The Cecere Family will receive friends at the Westchester Funeral Home, Inc., at 190 Main St. in Eastchester on Monday, April 3 from 2 p.m. to 4 p.m. and 7 p.m. to 9 p.m and Tuesday, April 4 from 4 p.m. to 8 p.m.
A candlelight vigil in honor of Cecere will be held on the high school's baseball field at 9 p.m.
A Mass of Christian Burial will be held at Immaculate Conception Church in Tuckahoe on Wednesday, April 5 at 9:15 a.m. Interment will follow at Gate of Heaven.
In lieu of flowers, friends who wish may contribute to Dom Cecere Play for 10 Foundation, c/o John Doherty, 180 Lakeview Ave., Scarsdale, NY 10583 or EVAC, 237 Main St, Eastchester, NY 10709.
To sign an online guestbook, visit www.westchesterfuneralhome.com.

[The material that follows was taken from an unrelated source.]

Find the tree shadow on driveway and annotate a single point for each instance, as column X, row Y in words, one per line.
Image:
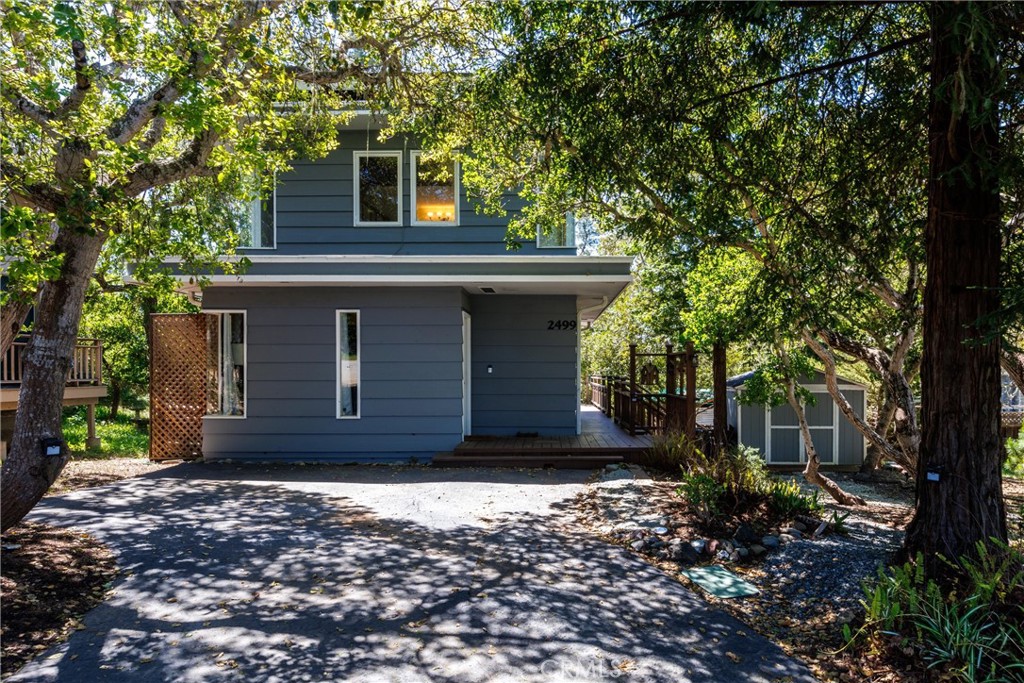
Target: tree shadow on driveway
column 378, row 573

Cecere was the husband of Lyn Cecere, father of Thomas (Melanie), Dominic (Christine), and Michael (Laurie) Cecere, grandfather of Katelyn, Jack and Dylan Cecere, brother of Thomas (Cheryl) Cecere, uncle of Dr. Thomas (Julie) Cecere, Will (Katie) Cecere, and Leann (Kyle) Johnston and their families.
He graduated from Pelham Memorial High School and New York University where he met his wife and best friend Lyn. He retired as athletic director of Eastchester High School but continued coaching his beloved sport of baseball into his 53rd season.
Cecere was named by the National Federation of State High School Associations Coaches as one of its coaches of the year in 2016.
Long renowned among his peers throughout the state, Cecere coached at Eastchester for more than half a century.
Since taking over in 1964, Cecere racked up more than 700 victories to go along with 15 league title crowns. He was inducted into the New York State Hall of Fame in 2014 and also named to the Westchester Sports Hall of Fame.
Under his guidance, dozens of students advanced to college on scholarships.
Cecere, who stressed good sportsmanship, integrity and honesty, took great pride in seeing his young players develop, grow and succeed while encouraging them to grove as people both on and off the field.